It was 1978. Here I was, a very junior employee of ESL, a company with its hands in the heart of our Cold War strategy. Clueless about the chess game being played in Washington, I was just a minion in a corporate halfway house in between my military career and entrepreneurship. 74HGZ

ESL sent me overseas to a secret site run by one of the company’s “customers.”  It was so secret the entire site was could have qualified as one of Dick Cheney’s “undisclosed locations.” As a going away gift my roommates got me a joke disguise kit with a fake nose, glasses and mustache.

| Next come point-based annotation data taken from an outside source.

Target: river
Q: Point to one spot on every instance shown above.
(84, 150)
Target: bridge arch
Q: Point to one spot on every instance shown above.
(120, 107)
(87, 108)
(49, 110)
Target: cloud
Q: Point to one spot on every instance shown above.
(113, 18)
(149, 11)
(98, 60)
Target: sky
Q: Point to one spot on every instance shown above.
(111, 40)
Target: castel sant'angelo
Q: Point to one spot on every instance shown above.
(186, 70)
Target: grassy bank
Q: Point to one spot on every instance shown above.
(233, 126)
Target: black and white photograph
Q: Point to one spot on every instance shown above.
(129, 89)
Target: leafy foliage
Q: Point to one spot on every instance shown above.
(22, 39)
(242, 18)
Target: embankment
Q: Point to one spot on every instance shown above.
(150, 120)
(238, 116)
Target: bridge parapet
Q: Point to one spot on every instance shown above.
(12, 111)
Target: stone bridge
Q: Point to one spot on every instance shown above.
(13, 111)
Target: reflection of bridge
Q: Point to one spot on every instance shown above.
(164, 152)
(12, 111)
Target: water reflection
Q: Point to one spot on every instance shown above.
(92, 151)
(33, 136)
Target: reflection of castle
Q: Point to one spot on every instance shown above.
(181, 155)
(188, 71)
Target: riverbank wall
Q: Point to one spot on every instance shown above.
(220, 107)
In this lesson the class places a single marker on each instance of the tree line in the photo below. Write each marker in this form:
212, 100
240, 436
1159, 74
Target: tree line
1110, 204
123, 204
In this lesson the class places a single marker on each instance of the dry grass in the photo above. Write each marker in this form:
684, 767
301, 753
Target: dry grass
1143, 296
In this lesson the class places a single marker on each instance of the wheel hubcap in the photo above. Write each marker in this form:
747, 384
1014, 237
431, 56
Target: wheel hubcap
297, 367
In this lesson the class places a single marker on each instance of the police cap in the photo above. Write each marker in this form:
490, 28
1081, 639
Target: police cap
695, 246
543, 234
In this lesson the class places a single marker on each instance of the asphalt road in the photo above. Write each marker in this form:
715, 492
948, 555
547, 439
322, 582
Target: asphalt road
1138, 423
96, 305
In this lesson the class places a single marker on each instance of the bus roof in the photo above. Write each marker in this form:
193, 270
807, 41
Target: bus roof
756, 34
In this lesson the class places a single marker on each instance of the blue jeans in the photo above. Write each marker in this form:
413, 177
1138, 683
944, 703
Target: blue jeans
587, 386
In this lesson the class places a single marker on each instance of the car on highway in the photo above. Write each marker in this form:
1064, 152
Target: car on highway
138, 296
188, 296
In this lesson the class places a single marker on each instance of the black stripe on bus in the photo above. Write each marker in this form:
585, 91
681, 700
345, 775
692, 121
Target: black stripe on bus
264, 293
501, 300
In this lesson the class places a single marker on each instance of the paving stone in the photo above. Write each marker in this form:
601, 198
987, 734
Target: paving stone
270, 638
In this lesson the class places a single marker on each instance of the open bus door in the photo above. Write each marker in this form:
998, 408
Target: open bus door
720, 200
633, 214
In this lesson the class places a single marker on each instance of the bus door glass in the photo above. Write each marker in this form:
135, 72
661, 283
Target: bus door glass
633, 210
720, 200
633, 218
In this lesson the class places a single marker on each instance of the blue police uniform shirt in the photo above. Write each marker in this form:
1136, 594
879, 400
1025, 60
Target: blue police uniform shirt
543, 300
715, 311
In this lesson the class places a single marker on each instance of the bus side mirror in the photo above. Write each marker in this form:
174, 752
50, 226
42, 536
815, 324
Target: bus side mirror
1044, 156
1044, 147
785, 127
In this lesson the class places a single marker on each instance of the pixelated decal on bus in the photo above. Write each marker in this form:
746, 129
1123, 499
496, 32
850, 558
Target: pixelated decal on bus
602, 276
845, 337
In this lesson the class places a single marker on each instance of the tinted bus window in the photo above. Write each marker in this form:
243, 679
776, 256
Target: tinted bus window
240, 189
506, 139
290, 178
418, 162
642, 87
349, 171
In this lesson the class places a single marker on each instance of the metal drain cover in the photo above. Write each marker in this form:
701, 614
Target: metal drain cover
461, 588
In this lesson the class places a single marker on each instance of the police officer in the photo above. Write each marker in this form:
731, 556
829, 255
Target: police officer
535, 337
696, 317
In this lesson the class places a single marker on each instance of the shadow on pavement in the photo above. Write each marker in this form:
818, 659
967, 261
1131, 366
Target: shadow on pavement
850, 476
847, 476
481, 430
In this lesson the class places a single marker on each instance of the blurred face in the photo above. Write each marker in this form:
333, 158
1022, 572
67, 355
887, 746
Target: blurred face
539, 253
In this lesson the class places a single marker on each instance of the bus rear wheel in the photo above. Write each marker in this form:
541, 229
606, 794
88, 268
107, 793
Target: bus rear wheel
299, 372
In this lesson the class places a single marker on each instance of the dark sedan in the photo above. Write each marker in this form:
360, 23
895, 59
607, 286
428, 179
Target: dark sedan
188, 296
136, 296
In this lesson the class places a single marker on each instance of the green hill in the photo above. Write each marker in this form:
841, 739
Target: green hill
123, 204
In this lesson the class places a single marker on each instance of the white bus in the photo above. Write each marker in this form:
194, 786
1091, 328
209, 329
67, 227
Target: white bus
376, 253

The ESL equipment were racks of the latest semiconductors designed into a system so complicated that the mean-time-between-failure was measured in days. Before leaving California, the engineers gave me a course in this specialized receiver design. Since I had spent the last four years working on advanced Air Force electronic intelligence receivers, I thought there wouldn’t be anything new.  The reality was pretty humbling. Here was a real-world example of the Cold War “offset strategy.” Taking concepts that had been only abstract Ph.D theses, ESL had built receivers so sensitive they seemed like science fiction.  For the first time we were able to process analog signals (think radio waves) and manipulate them in the digital domain. We were combining Stanford Engineering theory with ESL design engineers and implementing it with chips so new we were debugging the silicon as we were debugging the entire system.  And we were using thousands of chips in a configuration no rational commercial customer could imagine or afford.  The concepts were so radically different that I spent weeks dreaming about the system theory and waking up with headaches. Nothing I would work on in the next 30 years was as bleeding edge.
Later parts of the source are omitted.